Editorial: Did The CAW Swindle Sergio?

Derek Kreindler
by Derek Kreindler

As the Friday workday winds down, we’re still without an agreement between the CAW and Chrysler. Ford and GM are waiting on ratification by the CAW members at their plants, and it’s looking more and more like Ken Lewenza and the Canadian Auto Workers were able to outmaneuver Sergio Marchionne.

In the run-up to the talks, Marchionne’s rhetoric was, to use the old cliché, “tough but fair”. Rather than bluster and grandstand, his remarks about the need to reduce fixed costs were grounded in reality, while also padding his verbal blows with deliberate flourishes of magnanimity, telling The Globe and Mail

“People have got to get it through their heads that I’m not Mr. Scrooge here,” he said…I’ve got to run the business and the business says that, if I do well, I’m willing to distribute that wealth…I cannot institutionalize and guarantee you that wealth.”

Couple that with the enormous goodwill that has accompanied his transformation of Chrysler from a a four-wheeled farce to a serious contender in a number of segments. But, to paraphrase Jay-Z “it was all good just two weeks ago”.

As of 5 P.M. Friday, Chrysler remains the sole auto maker not to have reached any agreement, and from this vantage point, it appears that Marchionne has two options.

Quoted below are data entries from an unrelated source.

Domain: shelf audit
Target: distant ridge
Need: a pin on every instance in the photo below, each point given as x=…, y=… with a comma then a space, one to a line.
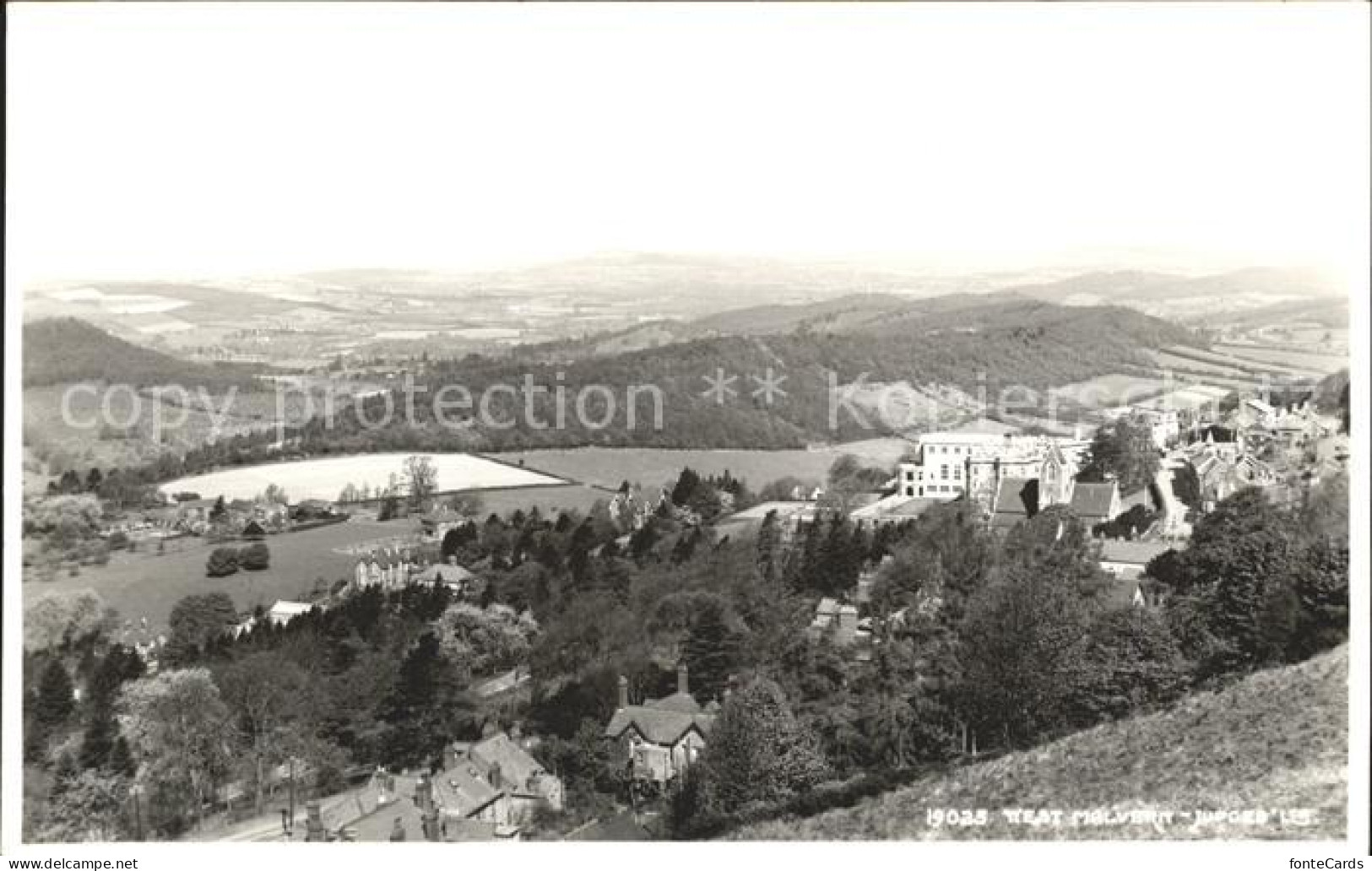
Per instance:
x=65, y=350
x=1275, y=741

  1. Come to an agreement with the CAW, using the Ford and Chrysler agreements as a pattern.
  2. Risk a strike

Ford and General Motors have now effectively set the tone for whatever agreement Chrysler and the CAW reach. The “pattern” is not what Marchionne wants; no permanent two-tier wage system, no profit-sharing, a cut in fixed labor costs that doesn’t go as far as he’d like.

CAW President Ken Lewenza told the Windsor Star that

the union would be pressing for product investment at the two-shift operation in Brampton. “Chrysler has been a very stable company in Canada.”

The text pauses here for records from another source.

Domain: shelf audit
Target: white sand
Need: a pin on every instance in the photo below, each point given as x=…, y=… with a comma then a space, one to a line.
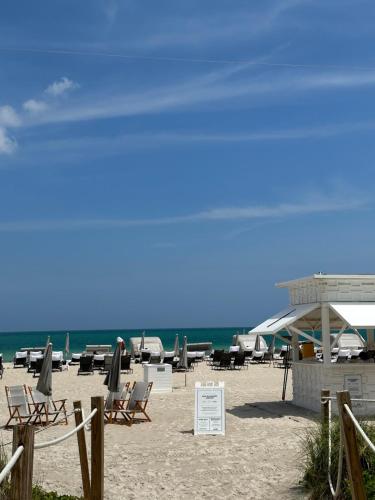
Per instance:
x=259, y=457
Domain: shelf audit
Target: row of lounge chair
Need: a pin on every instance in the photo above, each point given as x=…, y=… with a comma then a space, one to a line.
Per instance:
x=29, y=406
x=236, y=360
x=88, y=363
x=33, y=361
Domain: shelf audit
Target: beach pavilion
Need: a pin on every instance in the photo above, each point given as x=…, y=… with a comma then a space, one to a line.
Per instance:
x=327, y=304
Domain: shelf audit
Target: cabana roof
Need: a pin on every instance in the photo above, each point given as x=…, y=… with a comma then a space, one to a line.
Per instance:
x=350, y=299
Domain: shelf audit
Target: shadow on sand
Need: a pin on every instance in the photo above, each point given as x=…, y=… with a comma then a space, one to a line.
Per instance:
x=272, y=409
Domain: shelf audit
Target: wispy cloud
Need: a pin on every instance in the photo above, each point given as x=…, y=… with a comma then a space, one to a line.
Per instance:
x=7, y=143
x=205, y=90
x=216, y=26
x=61, y=86
x=73, y=149
x=34, y=106
x=226, y=214
x=9, y=117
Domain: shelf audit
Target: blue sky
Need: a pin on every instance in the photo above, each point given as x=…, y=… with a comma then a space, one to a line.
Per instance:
x=165, y=163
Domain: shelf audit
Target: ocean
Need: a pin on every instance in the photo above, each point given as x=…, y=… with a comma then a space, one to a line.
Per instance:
x=10, y=342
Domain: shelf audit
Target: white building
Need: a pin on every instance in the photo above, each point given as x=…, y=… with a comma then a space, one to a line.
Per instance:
x=325, y=303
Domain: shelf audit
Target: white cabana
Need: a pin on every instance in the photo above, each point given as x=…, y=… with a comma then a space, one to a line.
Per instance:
x=328, y=304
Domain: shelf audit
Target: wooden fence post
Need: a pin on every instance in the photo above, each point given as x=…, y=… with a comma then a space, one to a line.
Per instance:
x=352, y=459
x=82, y=448
x=97, y=449
x=324, y=393
x=22, y=473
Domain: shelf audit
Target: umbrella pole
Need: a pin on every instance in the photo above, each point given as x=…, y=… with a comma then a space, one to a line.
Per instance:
x=286, y=370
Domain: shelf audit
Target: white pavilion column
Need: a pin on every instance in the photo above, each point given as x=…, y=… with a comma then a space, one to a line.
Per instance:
x=370, y=338
x=295, y=346
x=326, y=335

Chrysler’s Windsor minivan plant is currently operating with three shifts, and adding another one to Brampton would be in line with the GM and Ford agreements, which will add new jobs to the Oakville and Oshawa plant. While those jobs will allow for the re-hiring of laid off workers, added jobs at Chrysler would see the new hires start at reduced wages and entitled to a less generous pension plan. But with Marchionne said to be made of sterner stuff than your average man, the alternative could be a strike – one that could have serious blowback for Chrysler.

With as much as 25 percent of their production located in Canada, a protracted strike would harm the record sales years that Chrysler is having in Canada and the United States. His threats of moving production out of Canada are theoretically possible, but their execution would be difficult. Not only w ould setting up plants in the United States, Mexico or even Europe (taking advantage of excess capacity) take time and effort, but the optics could be disastrous. Chrysler is at risk of a backlash if plants close and too many jobs are lost. GM and Ford could have a field day painting an ugly picture of Chrysler as a company that cares more about outsourcing than Canadian jobs.

If I had to place a bet, I’d say that Marchionne and the CAW will come to an agreement largely in line with GM and Ford’s agreements. The possibility exists that Sergio would move some production from Canada to another locale, but given the success of the Canadian-built minivans and the possibility for a third shift at Brampton, it’s hard to see where cuts could be made.

As one insider told me last week “every negotiation is supposed to be the biggest, the most tense, the strike to end all strikes…so far it’s never happened”. This round of talks failed to live up to the hype; the coordinated strikes at all three OEMs never materialized, nor did a dramatic confrontation that saw the CAW and Marchionne locking horns.